US-India bilateral trade was worth US$142 billion in 2018 and the loss of preferential status will affect US$5.6 billion worth of Indian exports that were previously duty free.

Shirley says the results of this week’s Global Dairy Trade Auction, which will be released early Wednesday, “could take the head out of any kiwi rally that we might see” if prices fall again.

The headline dairy index has fallen in each of the last two auctions, although prices are still up 18 percent so far in 2019.

Otherwise, all eyes will be on the Federal Reserve when it announces its latest monetary policy decision early Thursday, New Zealand time, and on New Zealand’s March quarter GDP data due out at 10:45am on Thursday.

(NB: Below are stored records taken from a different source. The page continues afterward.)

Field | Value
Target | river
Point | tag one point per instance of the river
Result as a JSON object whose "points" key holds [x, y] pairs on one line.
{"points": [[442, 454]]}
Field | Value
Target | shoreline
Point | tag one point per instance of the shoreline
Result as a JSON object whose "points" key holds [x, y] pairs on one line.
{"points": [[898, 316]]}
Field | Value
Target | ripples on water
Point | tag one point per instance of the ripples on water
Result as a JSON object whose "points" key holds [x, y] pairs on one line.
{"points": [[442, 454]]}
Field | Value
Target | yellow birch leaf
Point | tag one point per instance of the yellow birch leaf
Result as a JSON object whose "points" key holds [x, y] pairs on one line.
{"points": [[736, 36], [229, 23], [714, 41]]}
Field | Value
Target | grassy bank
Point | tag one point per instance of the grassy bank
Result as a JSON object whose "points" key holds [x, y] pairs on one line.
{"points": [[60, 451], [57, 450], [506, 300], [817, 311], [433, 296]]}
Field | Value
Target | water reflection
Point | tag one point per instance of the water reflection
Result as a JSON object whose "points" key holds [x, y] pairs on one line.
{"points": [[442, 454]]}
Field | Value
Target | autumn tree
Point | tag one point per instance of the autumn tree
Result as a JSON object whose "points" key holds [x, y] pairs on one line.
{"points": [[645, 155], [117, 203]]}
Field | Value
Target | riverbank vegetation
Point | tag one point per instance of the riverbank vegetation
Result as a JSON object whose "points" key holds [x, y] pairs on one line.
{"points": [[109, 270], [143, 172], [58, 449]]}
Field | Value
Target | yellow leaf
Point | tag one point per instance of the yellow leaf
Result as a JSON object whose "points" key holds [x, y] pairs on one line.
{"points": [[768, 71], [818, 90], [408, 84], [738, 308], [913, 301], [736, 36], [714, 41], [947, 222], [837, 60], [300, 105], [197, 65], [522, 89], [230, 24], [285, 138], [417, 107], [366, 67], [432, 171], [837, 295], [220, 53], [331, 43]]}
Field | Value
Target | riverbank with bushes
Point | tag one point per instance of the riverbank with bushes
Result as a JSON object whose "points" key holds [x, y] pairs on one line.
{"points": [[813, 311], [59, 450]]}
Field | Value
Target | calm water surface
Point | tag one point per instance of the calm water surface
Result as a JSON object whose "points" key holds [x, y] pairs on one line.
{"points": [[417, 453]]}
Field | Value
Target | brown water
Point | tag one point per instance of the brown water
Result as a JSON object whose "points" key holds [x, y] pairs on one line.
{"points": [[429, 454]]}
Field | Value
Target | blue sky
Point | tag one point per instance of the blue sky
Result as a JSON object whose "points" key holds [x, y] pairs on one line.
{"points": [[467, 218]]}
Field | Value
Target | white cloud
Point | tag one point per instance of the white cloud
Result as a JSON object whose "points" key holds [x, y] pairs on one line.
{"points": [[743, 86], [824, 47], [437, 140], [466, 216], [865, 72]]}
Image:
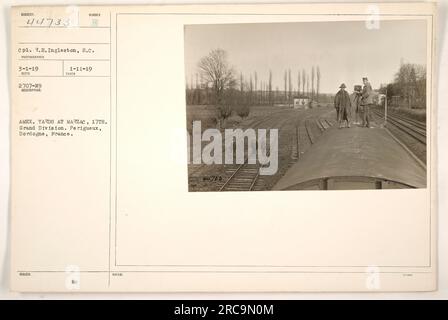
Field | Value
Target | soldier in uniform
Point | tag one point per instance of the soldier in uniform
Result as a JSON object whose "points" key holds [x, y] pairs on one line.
{"points": [[366, 102], [343, 106], [355, 99]]}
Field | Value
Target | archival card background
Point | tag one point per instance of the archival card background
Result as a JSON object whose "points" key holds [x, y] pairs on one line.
{"points": [[116, 204]]}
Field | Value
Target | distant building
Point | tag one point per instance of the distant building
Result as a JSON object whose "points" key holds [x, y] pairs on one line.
{"points": [[301, 102]]}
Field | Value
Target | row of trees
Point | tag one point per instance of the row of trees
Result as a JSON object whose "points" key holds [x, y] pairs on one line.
{"points": [[218, 83], [409, 87]]}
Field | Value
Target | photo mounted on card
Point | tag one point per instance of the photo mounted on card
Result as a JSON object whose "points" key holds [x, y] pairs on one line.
{"points": [[135, 129]]}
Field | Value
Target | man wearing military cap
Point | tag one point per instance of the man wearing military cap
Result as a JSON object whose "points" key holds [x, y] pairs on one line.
{"points": [[366, 102], [343, 106], [355, 99]]}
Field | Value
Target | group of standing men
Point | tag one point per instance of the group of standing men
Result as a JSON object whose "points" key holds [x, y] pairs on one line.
{"points": [[358, 102]]}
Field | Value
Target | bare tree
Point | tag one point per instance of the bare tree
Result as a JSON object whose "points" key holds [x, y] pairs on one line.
{"points": [[308, 84], [303, 80], [290, 85], [312, 83], [217, 71], [286, 81], [318, 82], [256, 86]]}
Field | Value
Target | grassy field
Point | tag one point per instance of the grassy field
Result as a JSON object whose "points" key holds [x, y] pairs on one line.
{"points": [[208, 115]]}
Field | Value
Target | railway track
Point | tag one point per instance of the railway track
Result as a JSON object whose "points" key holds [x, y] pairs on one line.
{"points": [[411, 127], [246, 177]]}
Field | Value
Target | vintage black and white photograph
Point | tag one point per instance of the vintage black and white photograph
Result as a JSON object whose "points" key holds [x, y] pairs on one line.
{"points": [[327, 105]]}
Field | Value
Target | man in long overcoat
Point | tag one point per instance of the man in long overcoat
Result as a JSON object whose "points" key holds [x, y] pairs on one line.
{"points": [[342, 104], [366, 102], [355, 99]]}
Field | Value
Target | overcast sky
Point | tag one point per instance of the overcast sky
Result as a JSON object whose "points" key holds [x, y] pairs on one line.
{"points": [[344, 51]]}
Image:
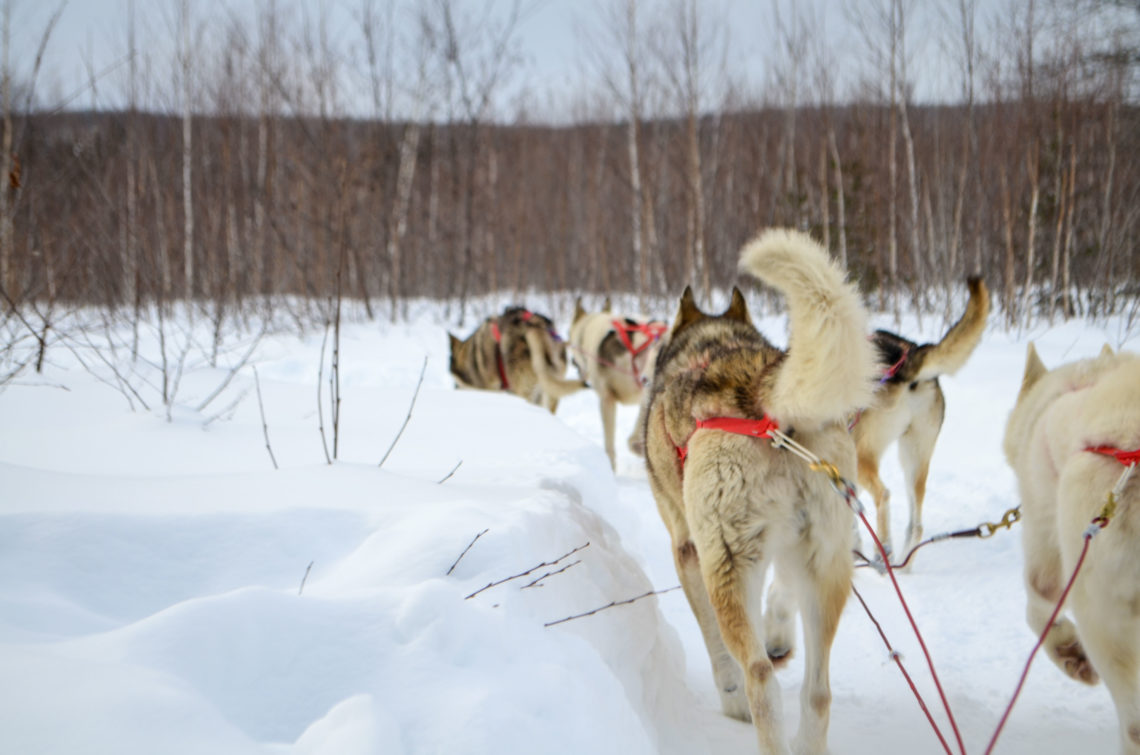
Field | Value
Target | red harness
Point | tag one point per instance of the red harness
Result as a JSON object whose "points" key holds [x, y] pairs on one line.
{"points": [[762, 428], [1126, 457], [651, 331]]}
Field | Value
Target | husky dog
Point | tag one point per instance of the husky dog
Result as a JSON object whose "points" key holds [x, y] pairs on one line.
{"points": [[910, 407], [735, 504], [615, 354], [1067, 439], [516, 351]]}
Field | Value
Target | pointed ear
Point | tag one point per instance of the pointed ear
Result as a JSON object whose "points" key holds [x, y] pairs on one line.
{"points": [[578, 311], [687, 310], [1034, 370], [738, 309]]}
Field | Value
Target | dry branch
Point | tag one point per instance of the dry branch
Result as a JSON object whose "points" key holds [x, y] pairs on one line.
{"points": [[523, 574], [452, 568], [265, 425], [611, 605], [454, 470], [408, 417], [550, 574]]}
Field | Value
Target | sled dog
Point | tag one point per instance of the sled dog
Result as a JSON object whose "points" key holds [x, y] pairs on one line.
{"points": [[1068, 438], [909, 408], [615, 354], [516, 351], [735, 504]]}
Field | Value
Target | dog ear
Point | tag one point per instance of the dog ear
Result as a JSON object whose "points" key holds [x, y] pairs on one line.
{"points": [[687, 310], [738, 309], [1034, 370]]}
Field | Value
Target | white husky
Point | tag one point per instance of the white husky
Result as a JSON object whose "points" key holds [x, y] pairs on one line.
{"points": [[1060, 440]]}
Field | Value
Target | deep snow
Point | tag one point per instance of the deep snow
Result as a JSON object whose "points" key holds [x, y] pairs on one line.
{"points": [[163, 589]]}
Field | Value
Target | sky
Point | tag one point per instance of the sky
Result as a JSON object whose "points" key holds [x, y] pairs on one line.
{"points": [[164, 589], [558, 40]]}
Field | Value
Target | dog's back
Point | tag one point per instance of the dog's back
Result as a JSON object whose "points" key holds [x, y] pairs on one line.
{"points": [[1060, 440], [735, 504], [516, 351]]}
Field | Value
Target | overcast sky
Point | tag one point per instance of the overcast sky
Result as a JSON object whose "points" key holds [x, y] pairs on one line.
{"points": [[556, 62]]}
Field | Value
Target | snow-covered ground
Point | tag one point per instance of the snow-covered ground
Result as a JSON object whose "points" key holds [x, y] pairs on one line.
{"points": [[163, 589]]}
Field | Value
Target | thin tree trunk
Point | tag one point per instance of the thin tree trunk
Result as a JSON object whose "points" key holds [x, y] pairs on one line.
{"points": [[1031, 252], [187, 157], [405, 177], [840, 202]]}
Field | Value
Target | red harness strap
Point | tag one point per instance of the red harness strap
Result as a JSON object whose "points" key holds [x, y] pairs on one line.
{"points": [[1126, 457], [651, 331], [762, 428]]}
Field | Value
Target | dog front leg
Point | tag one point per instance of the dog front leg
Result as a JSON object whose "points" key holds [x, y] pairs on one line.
{"points": [[609, 406]]}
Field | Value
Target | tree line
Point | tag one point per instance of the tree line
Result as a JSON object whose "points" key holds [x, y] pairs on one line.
{"points": [[250, 186]]}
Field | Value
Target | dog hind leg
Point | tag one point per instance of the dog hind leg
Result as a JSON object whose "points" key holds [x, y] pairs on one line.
{"points": [[822, 595], [1110, 632], [1043, 587], [915, 447], [780, 622], [869, 479], [726, 578], [726, 672]]}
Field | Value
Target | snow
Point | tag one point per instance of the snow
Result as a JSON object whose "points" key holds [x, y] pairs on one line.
{"points": [[164, 589]]}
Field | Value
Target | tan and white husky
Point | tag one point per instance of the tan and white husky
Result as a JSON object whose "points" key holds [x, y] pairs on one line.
{"points": [[615, 354], [1067, 439], [516, 351], [735, 505], [909, 408]]}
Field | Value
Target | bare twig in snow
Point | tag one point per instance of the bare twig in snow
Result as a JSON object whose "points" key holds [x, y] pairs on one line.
{"points": [[611, 605], [448, 476], [408, 417], [550, 574], [242, 363], [466, 549], [523, 574], [265, 425], [307, 569]]}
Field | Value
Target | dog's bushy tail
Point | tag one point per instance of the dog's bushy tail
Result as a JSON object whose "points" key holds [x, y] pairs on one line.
{"points": [[830, 368], [955, 347]]}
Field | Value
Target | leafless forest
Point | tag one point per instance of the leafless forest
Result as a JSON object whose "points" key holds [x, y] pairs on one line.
{"points": [[269, 164]]}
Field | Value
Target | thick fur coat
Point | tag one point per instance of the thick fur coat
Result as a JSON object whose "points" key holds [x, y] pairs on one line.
{"points": [[735, 505], [910, 407], [616, 373], [516, 351], [1059, 416]]}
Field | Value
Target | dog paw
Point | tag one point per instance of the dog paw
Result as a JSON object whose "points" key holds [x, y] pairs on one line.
{"points": [[1071, 657], [779, 656], [734, 704]]}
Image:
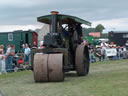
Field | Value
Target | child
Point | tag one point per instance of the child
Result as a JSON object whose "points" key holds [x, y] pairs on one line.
{"points": [[2, 62]]}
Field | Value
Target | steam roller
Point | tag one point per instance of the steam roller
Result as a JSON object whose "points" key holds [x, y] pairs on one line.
{"points": [[63, 50]]}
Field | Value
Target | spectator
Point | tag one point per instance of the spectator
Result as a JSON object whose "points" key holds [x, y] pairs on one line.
{"points": [[22, 49], [9, 57], [26, 54], [34, 45], [91, 54], [2, 62], [126, 45], [97, 53]]}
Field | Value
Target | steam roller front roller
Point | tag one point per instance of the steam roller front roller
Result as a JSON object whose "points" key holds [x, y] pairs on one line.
{"points": [[48, 67], [82, 60], [55, 67], [40, 67]]}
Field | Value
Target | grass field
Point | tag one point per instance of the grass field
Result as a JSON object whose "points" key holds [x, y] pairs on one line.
{"points": [[108, 78]]}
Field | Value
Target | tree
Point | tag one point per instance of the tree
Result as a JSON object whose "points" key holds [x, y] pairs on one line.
{"points": [[99, 28]]}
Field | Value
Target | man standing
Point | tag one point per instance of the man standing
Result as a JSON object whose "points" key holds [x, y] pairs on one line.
{"points": [[26, 54], [9, 57]]}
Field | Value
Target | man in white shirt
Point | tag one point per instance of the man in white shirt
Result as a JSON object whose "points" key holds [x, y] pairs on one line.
{"points": [[26, 54]]}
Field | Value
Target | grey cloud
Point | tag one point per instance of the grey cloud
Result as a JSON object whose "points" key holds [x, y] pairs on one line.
{"points": [[26, 11]]}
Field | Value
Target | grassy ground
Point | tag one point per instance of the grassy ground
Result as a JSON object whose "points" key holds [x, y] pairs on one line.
{"points": [[108, 78]]}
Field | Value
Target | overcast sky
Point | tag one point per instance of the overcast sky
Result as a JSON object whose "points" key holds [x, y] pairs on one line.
{"points": [[22, 14]]}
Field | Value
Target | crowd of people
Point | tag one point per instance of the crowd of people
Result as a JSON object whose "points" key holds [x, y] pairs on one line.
{"points": [[11, 61], [99, 53]]}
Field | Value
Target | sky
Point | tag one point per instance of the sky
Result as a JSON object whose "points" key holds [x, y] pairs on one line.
{"points": [[22, 14]]}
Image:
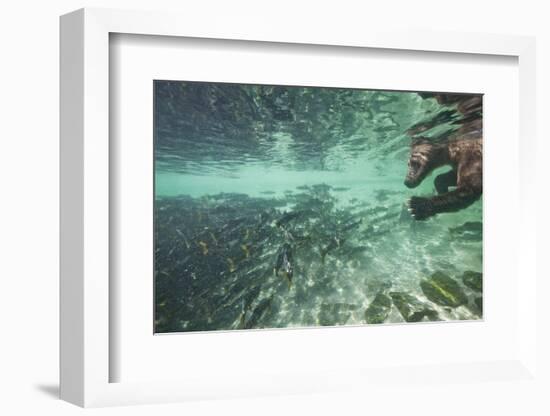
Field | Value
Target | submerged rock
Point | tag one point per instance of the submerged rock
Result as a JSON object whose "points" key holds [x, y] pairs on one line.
{"points": [[469, 231], [443, 290], [335, 313], [411, 309], [379, 309], [473, 280]]}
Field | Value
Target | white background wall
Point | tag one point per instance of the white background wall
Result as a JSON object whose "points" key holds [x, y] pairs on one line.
{"points": [[29, 182]]}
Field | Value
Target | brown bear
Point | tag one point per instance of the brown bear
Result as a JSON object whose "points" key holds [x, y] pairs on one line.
{"points": [[464, 155]]}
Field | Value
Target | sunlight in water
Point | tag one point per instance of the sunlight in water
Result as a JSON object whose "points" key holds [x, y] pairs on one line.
{"points": [[282, 207]]}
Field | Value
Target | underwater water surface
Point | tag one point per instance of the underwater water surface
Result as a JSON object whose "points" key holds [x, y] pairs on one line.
{"points": [[280, 207]]}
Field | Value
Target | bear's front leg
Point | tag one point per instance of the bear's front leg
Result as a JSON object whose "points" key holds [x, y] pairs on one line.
{"points": [[422, 208], [444, 181]]}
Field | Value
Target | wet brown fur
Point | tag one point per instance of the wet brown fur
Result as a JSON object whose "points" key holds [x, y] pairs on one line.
{"points": [[465, 156]]}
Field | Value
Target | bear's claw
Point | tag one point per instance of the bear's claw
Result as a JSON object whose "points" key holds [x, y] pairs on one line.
{"points": [[420, 208]]}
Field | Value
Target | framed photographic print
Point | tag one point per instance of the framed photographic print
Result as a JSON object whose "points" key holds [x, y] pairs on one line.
{"points": [[331, 234], [227, 198]]}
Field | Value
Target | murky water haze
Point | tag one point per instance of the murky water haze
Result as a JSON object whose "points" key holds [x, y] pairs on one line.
{"points": [[248, 177]]}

Economists expect the economy expanded 0.6 percent in the three months, faster than the Reserve Bank’s 0.4 percent forecast.

The New Zealand dollar was trading at 94.59 Australian cents from 94.44, at 51.67 British pence from 51.51, at 58.00 euro cents from 57.92, at 70.65 yen from 70.43, and at 4.5046 Chinese yuan from 4.4948.

The New Zealand two-year swap rate edged up to 1.3722 percent from 1.3591 percent on Friday while the 10-year swap rate was unchanged at 1.8300 percent.